If there’s a path that we’re meant to follow, then how could they (the angels, God, the Universe) have let me stray off of it so much that the only way to get me back on track was through a car accident?

Why were there no signs beforehand to gently alert me of my diversion? And if there is a path we’re meant to follow, then why let me stray off it at all?

And most importantly: How could something that felt so right have been so wrong?

But the truth is that there were signs. I just hadn’t heeded them. People we ran into kept giving us ominous warnings of the road ahead. And they weren’t just the normal messages of “two females on the road, alone? Be careful.” Those warnings are to be expected. No. These were different. Each person prefaced their warning with a claim that it was being channeled from above or that, for one reason or another, they felt pulled to tell us to be careful in that moment.
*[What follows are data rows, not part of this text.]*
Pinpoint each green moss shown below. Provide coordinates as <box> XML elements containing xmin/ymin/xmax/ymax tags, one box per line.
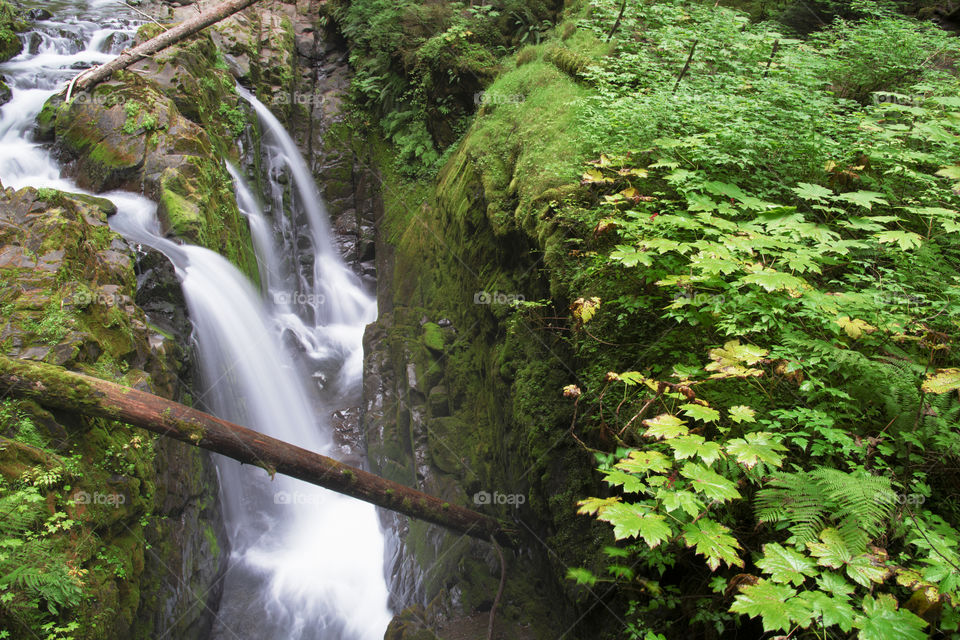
<box><xmin>422</xmin><ymin>322</ymin><xmax>446</xmax><ymax>353</ymax></box>
<box><xmin>160</xmin><ymin>188</ymin><xmax>204</xmax><ymax>244</ymax></box>
<box><xmin>203</xmin><ymin>525</ymin><xmax>220</xmax><ymax>558</ymax></box>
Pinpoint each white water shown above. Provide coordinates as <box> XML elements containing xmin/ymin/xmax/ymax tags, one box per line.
<box><xmin>0</xmin><ymin>1</ymin><xmax>390</xmax><ymax>640</ymax></box>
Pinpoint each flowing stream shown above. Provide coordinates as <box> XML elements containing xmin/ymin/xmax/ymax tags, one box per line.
<box><xmin>0</xmin><ymin>0</ymin><xmax>391</xmax><ymax>640</ymax></box>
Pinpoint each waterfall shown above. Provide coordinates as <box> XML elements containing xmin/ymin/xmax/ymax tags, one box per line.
<box><xmin>0</xmin><ymin>2</ymin><xmax>391</xmax><ymax>640</ymax></box>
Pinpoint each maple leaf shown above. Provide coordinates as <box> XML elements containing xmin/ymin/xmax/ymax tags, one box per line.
<box><xmin>836</xmin><ymin>316</ymin><xmax>877</xmax><ymax>340</ymax></box>
<box><xmin>570</xmin><ymin>297</ymin><xmax>600</xmax><ymax>326</ymax></box>
<box><xmin>643</xmin><ymin>413</ymin><xmax>690</xmax><ymax>439</ymax></box>
<box><xmin>683</xmin><ymin>518</ymin><xmax>743</xmax><ymax>571</ymax></box>
<box><xmin>920</xmin><ymin>369</ymin><xmax>960</xmax><ymax>393</ymax></box>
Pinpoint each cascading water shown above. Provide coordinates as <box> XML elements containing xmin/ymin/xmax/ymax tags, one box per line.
<box><xmin>0</xmin><ymin>1</ymin><xmax>390</xmax><ymax>640</ymax></box>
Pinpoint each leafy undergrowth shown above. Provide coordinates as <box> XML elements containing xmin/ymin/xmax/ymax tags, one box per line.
<box><xmin>540</xmin><ymin>0</ymin><xmax>960</xmax><ymax>640</ymax></box>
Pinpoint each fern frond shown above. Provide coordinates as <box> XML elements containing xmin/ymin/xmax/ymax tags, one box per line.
<box><xmin>754</xmin><ymin>468</ymin><xmax>896</xmax><ymax>554</ymax></box>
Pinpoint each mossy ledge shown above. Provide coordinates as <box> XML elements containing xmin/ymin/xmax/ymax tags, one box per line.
<box><xmin>0</xmin><ymin>188</ymin><xmax>227</xmax><ymax>640</ymax></box>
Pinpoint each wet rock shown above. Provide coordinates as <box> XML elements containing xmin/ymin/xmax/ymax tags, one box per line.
<box><xmin>0</xmin><ymin>182</ymin><xmax>226</xmax><ymax>640</ymax></box>
<box><xmin>0</xmin><ymin>76</ymin><xmax>13</xmax><ymax>106</ymax></box>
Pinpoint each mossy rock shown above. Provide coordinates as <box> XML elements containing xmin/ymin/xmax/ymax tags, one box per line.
<box><xmin>422</xmin><ymin>322</ymin><xmax>446</xmax><ymax>353</ymax></box>
<box><xmin>0</xmin><ymin>0</ymin><xmax>26</xmax><ymax>62</ymax></box>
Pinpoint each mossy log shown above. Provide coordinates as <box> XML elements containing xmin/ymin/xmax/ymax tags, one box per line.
<box><xmin>73</xmin><ymin>0</ymin><xmax>259</xmax><ymax>91</ymax></box>
<box><xmin>0</xmin><ymin>355</ymin><xmax>515</xmax><ymax>547</ymax></box>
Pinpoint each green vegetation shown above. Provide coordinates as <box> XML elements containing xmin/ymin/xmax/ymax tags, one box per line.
<box><xmin>344</xmin><ymin>0</ymin><xmax>960</xmax><ymax>640</ymax></box>
<box><xmin>544</xmin><ymin>1</ymin><xmax>960</xmax><ymax>639</ymax></box>
<box><xmin>328</xmin><ymin>0</ymin><xmax>558</xmax><ymax>175</ymax></box>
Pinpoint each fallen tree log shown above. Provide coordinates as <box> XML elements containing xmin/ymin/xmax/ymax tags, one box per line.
<box><xmin>0</xmin><ymin>355</ymin><xmax>516</xmax><ymax>547</ymax></box>
<box><xmin>70</xmin><ymin>0</ymin><xmax>259</xmax><ymax>91</ymax></box>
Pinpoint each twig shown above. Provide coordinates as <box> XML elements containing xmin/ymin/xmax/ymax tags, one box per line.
<box><xmin>607</xmin><ymin>0</ymin><xmax>627</xmax><ymax>42</ymax></box>
<box><xmin>487</xmin><ymin>536</ymin><xmax>507</xmax><ymax>640</ymax></box>
<box><xmin>763</xmin><ymin>38</ymin><xmax>780</xmax><ymax>78</ymax></box>
<box><xmin>671</xmin><ymin>40</ymin><xmax>700</xmax><ymax>93</ymax></box>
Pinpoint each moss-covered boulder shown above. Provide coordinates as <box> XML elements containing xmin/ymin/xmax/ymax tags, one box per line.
<box><xmin>44</xmin><ymin>72</ymin><xmax>256</xmax><ymax>277</ymax></box>
<box><xmin>0</xmin><ymin>0</ymin><xmax>26</xmax><ymax>62</ymax></box>
<box><xmin>0</xmin><ymin>182</ymin><xmax>226</xmax><ymax>640</ymax></box>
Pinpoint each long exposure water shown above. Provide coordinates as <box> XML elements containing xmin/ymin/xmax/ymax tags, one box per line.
<box><xmin>0</xmin><ymin>0</ymin><xmax>391</xmax><ymax>640</ymax></box>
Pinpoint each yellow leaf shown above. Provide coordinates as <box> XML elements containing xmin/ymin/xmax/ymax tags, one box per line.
<box><xmin>920</xmin><ymin>369</ymin><xmax>960</xmax><ymax>393</ymax></box>
<box><xmin>570</xmin><ymin>297</ymin><xmax>600</xmax><ymax>325</ymax></box>
<box><xmin>836</xmin><ymin>316</ymin><xmax>877</xmax><ymax>340</ymax></box>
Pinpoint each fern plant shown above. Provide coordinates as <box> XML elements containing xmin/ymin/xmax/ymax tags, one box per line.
<box><xmin>754</xmin><ymin>467</ymin><xmax>897</xmax><ymax>554</ymax></box>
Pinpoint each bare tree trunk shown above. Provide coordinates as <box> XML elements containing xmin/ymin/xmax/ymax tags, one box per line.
<box><xmin>71</xmin><ymin>0</ymin><xmax>259</xmax><ymax>91</ymax></box>
<box><xmin>0</xmin><ymin>355</ymin><xmax>516</xmax><ymax>547</ymax></box>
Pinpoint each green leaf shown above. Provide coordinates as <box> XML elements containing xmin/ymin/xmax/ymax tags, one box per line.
<box><xmin>643</xmin><ymin>413</ymin><xmax>690</xmax><ymax>440</ymax></box>
<box><xmin>833</xmin><ymin>191</ymin><xmax>888</xmax><ymax>209</ymax></box>
<box><xmin>937</xmin><ymin>165</ymin><xmax>960</xmax><ymax>180</ymax></box>
<box><xmin>603</xmin><ymin>469</ymin><xmax>647</xmax><ymax>493</ymax></box>
<box><xmin>817</xmin><ymin>571</ymin><xmax>856</xmax><ymax>596</ymax></box>
<box><xmin>730</xmin><ymin>580</ymin><xmax>813</xmax><ymax>632</ymax></box>
<box><xmin>680</xmin><ymin>402</ymin><xmax>720</xmax><ymax>422</ymax></box>
<box><xmin>807</xmin><ymin>527</ymin><xmax>852</xmax><ymax>569</ymax></box>
<box><xmin>836</xmin><ymin>316</ymin><xmax>877</xmax><ymax>340</ymax></box>
<box><xmin>570</xmin><ymin>296</ymin><xmax>600</xmax><ymax>325</ymax></box>
<box><xmin>667</xmin><ymin>434</ymin><xmax>704</xmax><ymax>460</ymax></box>
<box><xmin>610</xmin><ymin>244</ymin><xmax>653</xmax><ymax>268</ymax></box>
<box><xmin>756</xmin><ymin>542</ymin><xmax>818</xmax><ymax>587</ymax></box>
<box><xmin>874</xmin><ymin>231</ymin><xmax>923</xmax><ymax>251</ymax></box>
<box><xmin>680</xmin><ymin>462</ymin><xmax>742</xmax><ymax>502</ymax></box>
<box><xmin>597</xmin><ymin>503</ymin><xmax>673</xmax><ymax>549</ymax></box>
<box><xmin>739</xmin><ymin>268</ymin><xmax>804</xmax><ymax>291</ymax></box>
<box><xmin>800</xmin><ymin>591</ymin><xmax>856</xmax><ymax>633</ymax></box>
<box><xmin>567</xmin><ymin>568</ymin><xmax>597</xmax><ymax>587</ymax></box>
<box><xmin>614</xmin><ymin>450</ymin><xmax>673</xmax><ymax>473</ymax></box>
<box><xmin>854</xmin><ymin>593</ymin><xmax>927</xmax><ymax>640</ymax></box>
<box><xmin>703</xmin><ymin>182</ymin><xmax>747</xmax><ymax>201</ymax></box>
<box><xmin>667</xmin><ymin>434</ymin><xmax>723</xmax><ymax>465</ymax></box>
<box><xmin>920</xmin><ymin>369</ymin><xmax>960</xmax><ymax>393</ymax></box>
<box><xmin>727</xmin><ymin>431</ymin><xmax>787</xmax><ymax>469</ymax></box>
<box><xmin>707</xmin><ymin>340</ymin><xmax>770</xmax><ymax>364</ymax></box>
<box><xmin>656</xmin><ymin>488</ymin><xmax>704</xmax><ymax>518</ymax></box>
<box><xmin>847</xmin><ymin>553</ymin><xmax>890</xmax><ymax>588</ymax></box>
<box><xmin>792</xmin><ymin>182</ymin><xmax>833</xmax><ymax>202</ymax></box>
<box><xmin>577</xmin><ymin>497</ymin><xmax>620</xmax><ymax>516</ymax></box>
<box><xmin>683</xmin><ymin>518</ymin><xmax>743</xmax><ymax>571</ymax></box>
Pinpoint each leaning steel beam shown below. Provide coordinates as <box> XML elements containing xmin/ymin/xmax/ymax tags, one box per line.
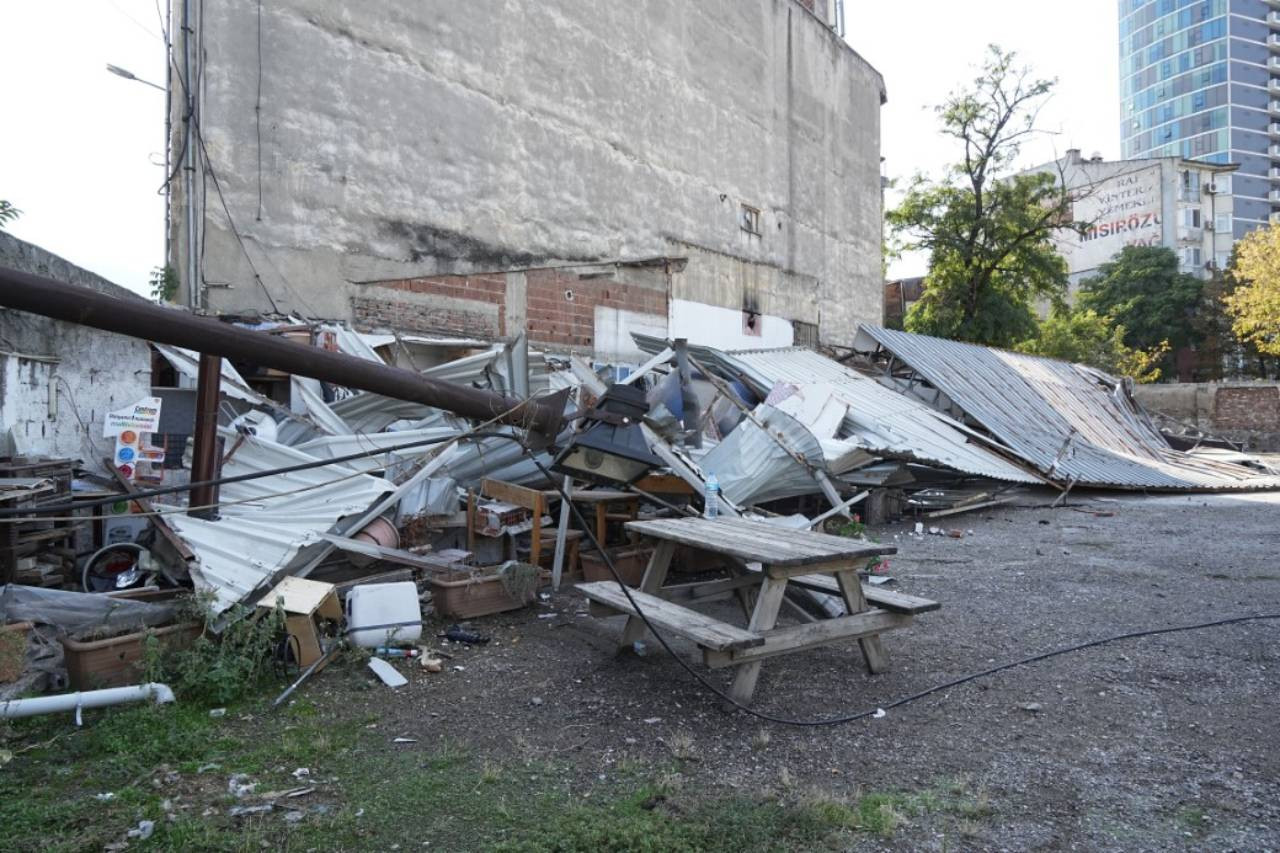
<box><xmin>0</xmin><ymin>266</ymin><xmax>563</xmax><ymax>437</ymax></box>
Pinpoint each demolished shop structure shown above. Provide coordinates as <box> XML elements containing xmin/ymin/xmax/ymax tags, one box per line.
<box><xmin>854</xmin><ymin>325</ymin><xmax>1277</xmax><ymax>491</ymax></box>
<box><xmin>0</xmin><ymin>251</ymin><xmax>1280</xmax><ymax>630</ymax></box>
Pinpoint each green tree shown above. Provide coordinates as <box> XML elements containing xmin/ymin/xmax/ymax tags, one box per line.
<box><xmin>1016</xmin><ymin>307</ymin><xmax>1169</xmax><ymax>382</ymax></box>
<box><xmin>1224</xmin><ymin>225</ymin><xmax>1280</xmax><ymax>356</ymax></box>
<box><xmin>886</xmin><ymin>46</ymin><xmax>1073</xmax><ymax>347</ymax></box>
<box><xmin>1076</xmin><ymin>246</ymin><xmax>1204</xmax><ymax>350</ymax></box>
<box><xmin>0</xmin><ymin>199</ymin><xmax>22</xmax><ymax>231</ymax></box>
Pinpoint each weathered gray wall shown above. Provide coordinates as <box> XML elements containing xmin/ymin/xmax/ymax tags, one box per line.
<box><xmin>0</xmin><ymin>232</ymin><xmax>151</xmax><ymax>469</ymax></box>
<box><xmin>174</xmin><ymin>0</ymin><xmax>883</xmax><ymax>342</ymax></box>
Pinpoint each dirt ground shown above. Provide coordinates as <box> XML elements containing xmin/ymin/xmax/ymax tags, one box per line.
<box><xmin>305</xmin><ymin>493</ymin><xmax>1280</xmax><ymax>850</ymax></box>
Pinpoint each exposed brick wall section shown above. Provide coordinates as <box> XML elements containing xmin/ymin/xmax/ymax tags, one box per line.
<box><xmin>526</xmin><ymin>269</ymin><xmax>667</xmax><ymax>350</ymax></box>
<box><xmin>351</xmin><ymin>268</ymin><xmax>667</xmax><ymax>351</ymax></box>
<box><xmin>351</xmin><ymin>296</ymin><xmax>499</xmax><ymax>338</ymax></box>
<box><xmin>1213</xmin><ymin>386</ymin><xmax>1280</xmax><ymax>432</ymax></box>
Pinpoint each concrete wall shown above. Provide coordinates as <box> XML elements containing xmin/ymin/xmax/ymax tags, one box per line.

And each time they warned us of imminent danger, not just the generic things people say. Not only that, but just 1-2 weeks before the accident, I saw a goldfinch attempt to flit from my side of the road to the other. Soon after its take off, though, a truck (I don’t know what kind, but something tells me it may have been a 1500 Ram) clipped it and it fell to the side of the road. I immediately parked next to it and inspected it to see if it was still alive and if there was anything we could do to help it. When I did, I noticed that it was bleeding from its left wing. I didn’t know what to do other than to try to comfort it, so I poured some water into my cupped hands and allowed it to drink and then laid it as far from the road as possible in hopes that other birds would eventually come to its aid. Being a witness to this accident dampened my mood the rest of the day, but I ultimately accepted that things like this happen all the time and there unfortunately wasn’t much I could do to stop it. 

Photo provided by Mark Olsen on Unsplash

Yet the memory of the accident never fully left me. And actually, only while writing this blog did I think to look up if there was any symbolism behind goldfinches. That’s when I found out that dreaming or seeing a bleeding goldfinch signifies that you or someone close to you has ignored a possible source of danger in their life and will soon be in an accident resulting in a critical health condition for months to come (I’m not making this up). Seeing or dreaming of a dead or dying goldfinch is also an omen that foreshadows failure and disappointment, though normally goldfinches remind us to not lose hope when things seem daunting and to wait for things to blow over before you start working on them again (as I should have done when planning the trip). They’re also a reminder to appreciate the little things in life because nothing, including health, is ever guaranteed.